Looking at the men themselves who have lately been chosen, the fault has not consisted in their non-re-election, but in their original selection. There has been no desire for great men; no search after a man of such a nature that, when tried, the people should be anxious to keep him. "It will not be in my time," says the expiring President. And so, without dismay, he sees the empire of his country slide away from him.

A President, with the possibility of re-election before him, would be as a minister who goes out knowing that he may possibly come in again before the session is over, and, perhaps, believing that the chances of his doing so are in his favor. Under the existing political phase of things in the United States, no President has any such prospect; but the ministers of the President have that chance.

It is no uncommon thing at present for a minister under one President to reappear as a minister under another; but a statesman has no assurance that he will do so because he has shown ministerial capacity. We know intimately the names of all our possible ministers--too intimately as some of us think--and would be taken much by surprise if a gentleman without an official reputation were placed at the head of a high office. If something of this feeling prevailed as to the President's cabinet, if there were some assurance that competent statesmen would be appointed as Secretaries of State, a certain amount of national responsibility would by degrees attach itself to them, and the President's shoulders would, to that amount, be lightened. As it is, the President pretends to bear a burden which, if really borne, would indicate the possession of Herculean shoulders. But, in fact, the burden at present is borne by no one. The government of the United States is not in truth responsible either to the people or to Congress.

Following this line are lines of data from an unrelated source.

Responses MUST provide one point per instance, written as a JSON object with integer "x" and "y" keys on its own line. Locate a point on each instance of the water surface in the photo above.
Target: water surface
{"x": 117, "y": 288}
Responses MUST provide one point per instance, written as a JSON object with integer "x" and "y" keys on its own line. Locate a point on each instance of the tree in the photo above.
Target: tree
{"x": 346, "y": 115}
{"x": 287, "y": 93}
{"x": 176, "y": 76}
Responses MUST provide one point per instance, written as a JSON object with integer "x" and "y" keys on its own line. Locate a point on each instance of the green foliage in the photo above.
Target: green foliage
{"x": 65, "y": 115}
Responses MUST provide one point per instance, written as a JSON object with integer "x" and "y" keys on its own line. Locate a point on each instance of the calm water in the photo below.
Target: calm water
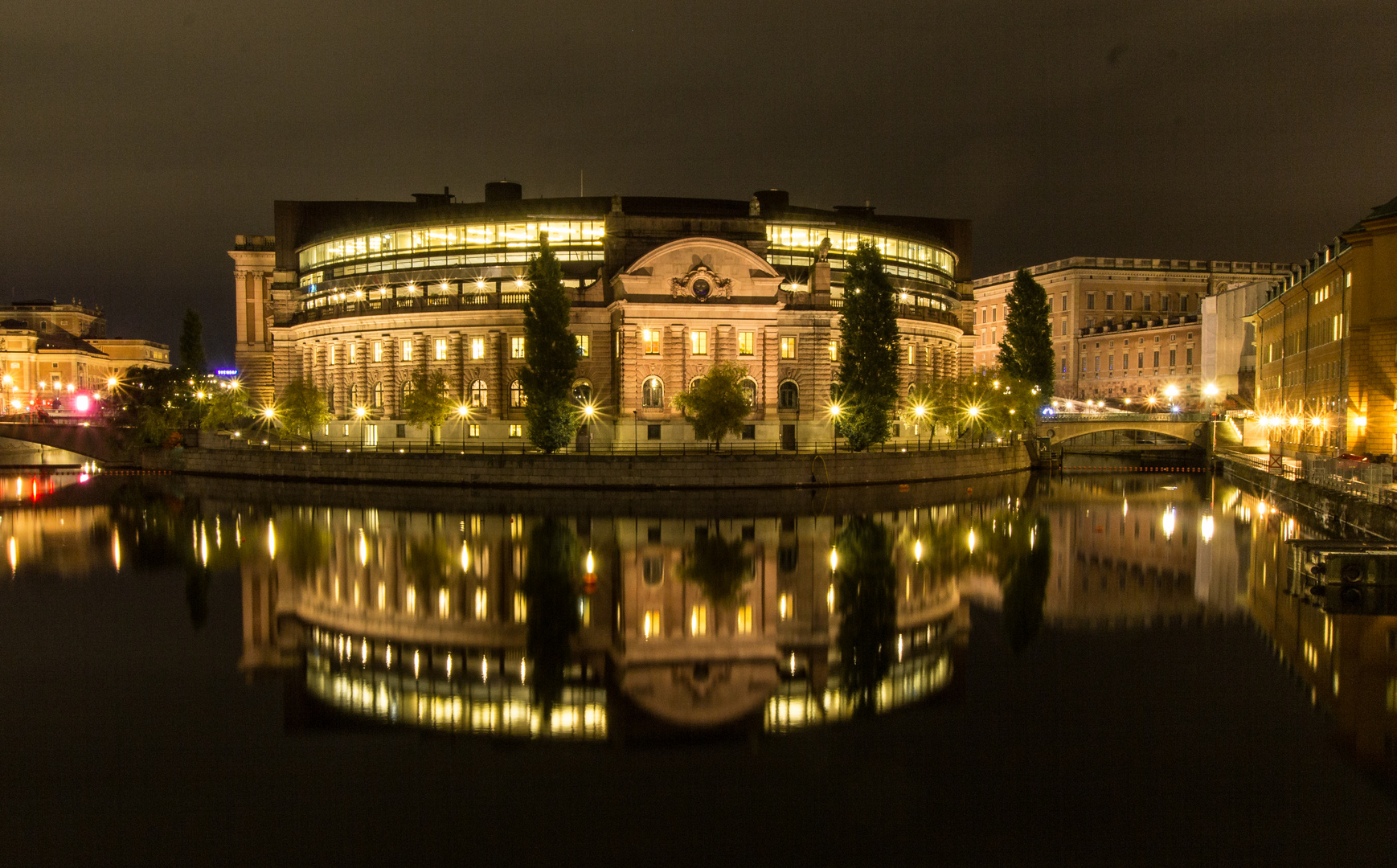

But these ministers, if it be desired that they shall have weight in the country, should sit in Congress either as Senators or as Representatives. That they cannot so sit without an amendment of the Constitution, I have explained in the previous chapter; and any such amendment cannot be very readily made. Without such seats they cannot really share the responsibility of the President, or be in any degree amenable to public opinion for the advice which they give in their public functions. It will be said that the Constitution has expressly intended that they should not be responsible, and such, no doubt, has been the case. But the Constitution, good as it is, cannot be taken as perfect. The government has become greater than seems to have been contemplated when that code was drawn up.